The problem for Woodson is in the details, and in the postseason. Improvement as an end result (regular season victory total) is always good, but the result does not end with the regular season if your team is good enough. The Hawks struggled in the playoffs each time they went. Arguably, this team’s best showing under him was it’s first showing (2008), wherein they took eventual champion Boston to 7 games. As many NBA coaches have found out, you can win big in the regular season, but the postseason is where you are judged more closely. Weaknesses are exposed, strengths are exploited, and counter measures have to be taken. Under Woodson, the Hawks struggled with all three. Finally, his full body of work resulted in personal overall losing regular and postseason records.
Was it a matter of talent, experience, and effort on the court? I’d say that it was to an extent, but the other side of the coin asks whether or not use of talent was a problem as well. Either way, the Hawks go forward with a philosophy that will be different than it has been in the last six years. Mike Woodson did a lot for this team, but in the end, his full body of work was not enough for management to think he should be retained.
AJC beat writer Michael Cunningham describes the situation on his Hawks beat blog.
May Woodson L.I.P (Leave in Peace)
Whatever you may think of him, Mike Woodson was honest and had class. He never was one to publicly upbraid his players as some coaches have done. While some have done that (even to a degree of success), that was never his way. Furthermore, he was never that hard on us fans, leaving most (if not all) of his barbs for the media, when he chose to throw any.
Woodson’s resume may or may not be glowing, but it won’t keep him from getting another job. Nor do I believe that players or management will have much negative to say about him as he ships off. My guess is we’ll see him coaching somewhere else before long, maybe sooner than we expect. One place I can’t see him is on tv as some sports network’s analyst or commentator. But hey, you never know.
So long, Mike. Thanks for helping to bring winning seasons to Atlanta Hawks basketball.
The Continued Saga
Now you know this is far from over. Rick Sund is not known for his lightning quick strikes, the matching of Josh Smith’s contract offer from Memphis a couple of years ago notwithstanding. How long will he take to name a new coach? Will the Hawks be more discreet than in times past, and will they hit their mark, rather than strike out the way they used to? The rumors around the league after Billy Knight walked away (or was pushed, depending on what you believe), and that preceeded Sund’s hiring had to have been an embarrassment to the organization. Chances are, discretion will be the word of the day. Yet more questions abound. How long has Sund been planning to let Woodson go? I’ll go out on a limb and guess that few of us are willing to believe that he only came to a decision in the last 48-72 hours. What sort of coach might he be after, and will it be somebody he has worked with before?

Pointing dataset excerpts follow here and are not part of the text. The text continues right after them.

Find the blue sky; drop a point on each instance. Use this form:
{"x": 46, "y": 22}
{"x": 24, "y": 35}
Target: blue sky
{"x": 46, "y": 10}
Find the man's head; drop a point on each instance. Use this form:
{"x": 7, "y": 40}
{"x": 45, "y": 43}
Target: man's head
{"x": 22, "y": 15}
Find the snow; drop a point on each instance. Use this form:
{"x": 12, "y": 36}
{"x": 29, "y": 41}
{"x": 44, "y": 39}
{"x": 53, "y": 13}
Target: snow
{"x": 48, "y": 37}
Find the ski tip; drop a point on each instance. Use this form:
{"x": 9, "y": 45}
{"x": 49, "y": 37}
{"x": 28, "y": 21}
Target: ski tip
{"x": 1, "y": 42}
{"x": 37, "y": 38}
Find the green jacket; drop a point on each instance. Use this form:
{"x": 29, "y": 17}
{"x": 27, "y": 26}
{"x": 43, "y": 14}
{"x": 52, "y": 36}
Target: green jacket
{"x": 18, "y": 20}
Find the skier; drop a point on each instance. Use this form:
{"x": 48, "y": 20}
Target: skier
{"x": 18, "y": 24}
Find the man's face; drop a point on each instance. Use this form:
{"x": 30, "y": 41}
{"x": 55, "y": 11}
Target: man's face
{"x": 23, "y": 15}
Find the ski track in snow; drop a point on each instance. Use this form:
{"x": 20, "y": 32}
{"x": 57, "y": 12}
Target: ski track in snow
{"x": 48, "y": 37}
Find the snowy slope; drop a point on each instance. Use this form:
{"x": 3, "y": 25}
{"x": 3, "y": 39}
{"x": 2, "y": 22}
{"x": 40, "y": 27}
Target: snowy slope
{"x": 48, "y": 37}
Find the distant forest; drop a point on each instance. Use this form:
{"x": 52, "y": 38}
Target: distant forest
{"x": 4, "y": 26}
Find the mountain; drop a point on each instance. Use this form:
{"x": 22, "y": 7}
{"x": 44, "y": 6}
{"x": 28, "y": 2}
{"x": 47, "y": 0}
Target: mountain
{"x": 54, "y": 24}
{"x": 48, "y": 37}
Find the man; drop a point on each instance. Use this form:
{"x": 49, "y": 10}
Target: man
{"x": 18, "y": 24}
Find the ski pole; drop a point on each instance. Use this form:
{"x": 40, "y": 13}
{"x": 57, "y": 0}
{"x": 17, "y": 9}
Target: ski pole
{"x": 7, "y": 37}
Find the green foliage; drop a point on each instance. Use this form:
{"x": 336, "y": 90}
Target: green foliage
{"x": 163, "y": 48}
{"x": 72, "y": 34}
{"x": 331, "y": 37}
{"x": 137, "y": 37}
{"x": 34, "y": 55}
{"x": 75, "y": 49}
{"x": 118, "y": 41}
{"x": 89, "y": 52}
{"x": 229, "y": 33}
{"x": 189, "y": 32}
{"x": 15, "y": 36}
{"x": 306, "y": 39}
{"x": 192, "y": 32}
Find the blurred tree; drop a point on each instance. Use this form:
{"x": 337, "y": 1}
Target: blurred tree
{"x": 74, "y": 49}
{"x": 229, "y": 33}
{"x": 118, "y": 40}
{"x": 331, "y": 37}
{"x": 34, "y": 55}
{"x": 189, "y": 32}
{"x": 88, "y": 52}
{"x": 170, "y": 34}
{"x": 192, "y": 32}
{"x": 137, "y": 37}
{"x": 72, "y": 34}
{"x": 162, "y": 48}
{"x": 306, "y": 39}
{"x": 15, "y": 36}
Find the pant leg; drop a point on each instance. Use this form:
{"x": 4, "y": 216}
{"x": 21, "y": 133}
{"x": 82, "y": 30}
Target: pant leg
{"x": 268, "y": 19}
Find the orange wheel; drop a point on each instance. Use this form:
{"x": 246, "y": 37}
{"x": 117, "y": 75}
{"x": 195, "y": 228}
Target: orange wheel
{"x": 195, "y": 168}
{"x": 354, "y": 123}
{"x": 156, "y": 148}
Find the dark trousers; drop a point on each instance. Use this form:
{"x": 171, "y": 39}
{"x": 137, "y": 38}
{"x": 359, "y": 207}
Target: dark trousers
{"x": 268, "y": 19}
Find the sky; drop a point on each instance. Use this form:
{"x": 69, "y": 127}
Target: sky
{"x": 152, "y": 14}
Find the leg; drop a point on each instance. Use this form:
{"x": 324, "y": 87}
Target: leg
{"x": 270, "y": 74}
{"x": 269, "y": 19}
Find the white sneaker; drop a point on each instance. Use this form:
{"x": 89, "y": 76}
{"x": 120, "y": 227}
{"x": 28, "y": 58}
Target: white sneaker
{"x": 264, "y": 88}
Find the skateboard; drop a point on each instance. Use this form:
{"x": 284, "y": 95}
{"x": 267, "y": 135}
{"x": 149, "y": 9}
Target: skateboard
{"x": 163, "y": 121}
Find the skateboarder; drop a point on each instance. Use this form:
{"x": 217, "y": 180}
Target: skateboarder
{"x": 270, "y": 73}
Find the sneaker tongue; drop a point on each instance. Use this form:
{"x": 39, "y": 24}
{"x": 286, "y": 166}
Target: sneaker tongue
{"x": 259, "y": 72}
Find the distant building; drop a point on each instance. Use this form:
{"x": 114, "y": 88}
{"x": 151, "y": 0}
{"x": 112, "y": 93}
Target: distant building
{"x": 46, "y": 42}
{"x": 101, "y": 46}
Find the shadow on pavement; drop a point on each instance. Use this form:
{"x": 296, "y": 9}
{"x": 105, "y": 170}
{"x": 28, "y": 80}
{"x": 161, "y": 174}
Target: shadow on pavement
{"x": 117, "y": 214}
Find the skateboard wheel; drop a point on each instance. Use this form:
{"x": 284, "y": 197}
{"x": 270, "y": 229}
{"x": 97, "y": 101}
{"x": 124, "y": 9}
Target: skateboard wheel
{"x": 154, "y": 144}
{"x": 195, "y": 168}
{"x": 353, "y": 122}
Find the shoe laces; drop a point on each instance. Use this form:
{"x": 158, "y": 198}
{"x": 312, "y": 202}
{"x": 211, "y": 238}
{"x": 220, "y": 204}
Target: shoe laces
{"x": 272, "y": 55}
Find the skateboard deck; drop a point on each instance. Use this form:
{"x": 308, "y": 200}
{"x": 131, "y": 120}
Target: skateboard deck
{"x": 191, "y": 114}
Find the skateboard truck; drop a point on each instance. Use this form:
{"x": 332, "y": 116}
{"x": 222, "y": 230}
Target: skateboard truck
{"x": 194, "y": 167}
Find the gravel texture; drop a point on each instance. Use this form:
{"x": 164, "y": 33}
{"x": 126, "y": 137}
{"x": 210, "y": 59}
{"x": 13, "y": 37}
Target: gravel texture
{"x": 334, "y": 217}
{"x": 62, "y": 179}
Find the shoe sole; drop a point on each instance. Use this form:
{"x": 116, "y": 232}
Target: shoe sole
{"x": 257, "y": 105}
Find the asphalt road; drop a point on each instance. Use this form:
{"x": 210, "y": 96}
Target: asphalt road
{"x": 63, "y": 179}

Nobody knows, and there aren’t even any juicy false rumors to work with, yet. Sund seems like one who likes to take him time on a lot of things, but a quick strike here might be a good thing. Or will it? You’d almost have to think that the man has been doing his homework just in case Woody and the Hawks didn’t come through and show real improvement in the playoffs (which they didn’t). What do you think? Is moving relatively fast the way to go? Will the Hawks make a “splash” here, or will it be another subtle move that goes largely under the radar?
Also, what effect might this have on whether or not Joe Johnson decides to remain in Atlanta? Would he welcome a different coach, perhaps one who would modify his role? Or is he wanting to bolt no matter who comes in?